Fixed versus adjustable rate loans
With a fixed-rate loan, your monthly payment stays the same for the entire duration of the loan. The amount allocated for principal (the amount you borrowed) goes up, but the amount you pay in interest will go down in the same amount. The property tax and homeowners insurance will go up over time, but in general, payments on these types of loans change little over the life of the loan.
Your first few years of payments on a fixed-rate loan are applied primarily toward interest. The amount paid toward principal goes up slowly each month.

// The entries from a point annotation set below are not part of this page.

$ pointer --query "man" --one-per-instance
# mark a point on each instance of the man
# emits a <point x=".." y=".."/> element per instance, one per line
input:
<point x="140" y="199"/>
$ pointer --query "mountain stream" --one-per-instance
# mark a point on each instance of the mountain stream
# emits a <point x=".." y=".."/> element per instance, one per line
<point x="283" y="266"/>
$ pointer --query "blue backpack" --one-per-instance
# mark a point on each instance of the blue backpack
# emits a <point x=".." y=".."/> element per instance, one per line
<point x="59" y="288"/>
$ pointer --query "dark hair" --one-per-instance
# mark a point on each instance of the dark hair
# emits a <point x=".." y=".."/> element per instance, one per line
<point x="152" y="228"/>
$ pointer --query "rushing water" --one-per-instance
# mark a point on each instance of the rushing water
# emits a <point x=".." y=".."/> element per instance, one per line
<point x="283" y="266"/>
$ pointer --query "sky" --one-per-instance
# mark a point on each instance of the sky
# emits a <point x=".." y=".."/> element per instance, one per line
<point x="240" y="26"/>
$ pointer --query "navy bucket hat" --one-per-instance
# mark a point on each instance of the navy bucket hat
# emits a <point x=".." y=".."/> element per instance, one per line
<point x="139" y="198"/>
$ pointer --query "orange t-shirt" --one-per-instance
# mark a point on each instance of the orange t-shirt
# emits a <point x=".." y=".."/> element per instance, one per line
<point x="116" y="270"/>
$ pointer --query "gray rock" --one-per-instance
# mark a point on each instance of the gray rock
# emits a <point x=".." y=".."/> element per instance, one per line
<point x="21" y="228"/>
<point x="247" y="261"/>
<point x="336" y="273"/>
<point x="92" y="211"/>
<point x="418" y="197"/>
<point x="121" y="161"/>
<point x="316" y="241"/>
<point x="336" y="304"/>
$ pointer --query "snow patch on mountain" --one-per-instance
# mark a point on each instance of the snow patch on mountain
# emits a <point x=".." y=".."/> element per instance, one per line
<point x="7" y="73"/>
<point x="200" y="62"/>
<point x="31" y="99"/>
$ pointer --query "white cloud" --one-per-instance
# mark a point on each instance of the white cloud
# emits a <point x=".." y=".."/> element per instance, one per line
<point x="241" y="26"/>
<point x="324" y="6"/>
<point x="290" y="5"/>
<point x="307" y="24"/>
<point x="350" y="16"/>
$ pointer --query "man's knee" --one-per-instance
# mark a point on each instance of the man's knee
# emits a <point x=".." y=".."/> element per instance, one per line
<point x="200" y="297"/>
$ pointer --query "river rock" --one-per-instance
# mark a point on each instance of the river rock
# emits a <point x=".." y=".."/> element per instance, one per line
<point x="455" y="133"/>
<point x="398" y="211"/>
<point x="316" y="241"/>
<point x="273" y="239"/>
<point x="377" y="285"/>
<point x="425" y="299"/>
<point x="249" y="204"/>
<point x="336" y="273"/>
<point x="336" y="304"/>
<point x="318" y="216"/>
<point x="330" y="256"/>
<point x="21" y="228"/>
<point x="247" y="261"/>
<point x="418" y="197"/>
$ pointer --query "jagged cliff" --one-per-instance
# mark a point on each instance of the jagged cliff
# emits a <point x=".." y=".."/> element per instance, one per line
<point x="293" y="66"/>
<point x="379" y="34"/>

You can choose a fixed-rate loan to lock in a low rate. People select fixed-rate loans when interest rates are low and they wish to lock in the lower rate. For homeowners who have an ARM now, refinancing into a fixed-rate loan can provide more consistency in monthly payments. If you have an Adjustable Rate Mortgage (ARM) now, we can help you lock in a fixed-rate at a favorable rate. Call Ward Kilduff Mortgage at (860) 658-7100 to learn more.
There are many types of Adjustable Rate Mortgages. ARMs usually adjust every six months, based on various indexes.
Most ARM programs have a "cap" that protects borrowers from sudden increases in monthly payments. Some ARMs won't increase more than two percent per year, regardless of the underlying interest rate. Sometimes an ARM has a "payment cap" that guarantees your payment won't go above a certain amount over the course of a given year. The majority of ARMs also cap your rate over the duration of the loan period.
ARMs most often feature the lowest rates at the start. They guarantee that rate from a month to ten years. You may have heard about "3/1 ARMs" or "5/1 ARMs". For these loans, the initial rate is set for three or five years. After this period it adjusts every year. These types of loans are fixed for a certain number of years (3 or 5), then they adjust. These loans are often best for borrowers who expect to move within three or five years. These types of adjustable rate programs most benefit people who will move before the initial lock expires.
You might choose an Adjustable Rate Mortgage to take advantage of a lower initial rate and count on moving, refinancing or absorbing the higher rate after the introductory rate goes up. ARMs can be risky when housing prices go down because homeowners could be stuck with rates that go up when they can't sell or refinance with a lower property value.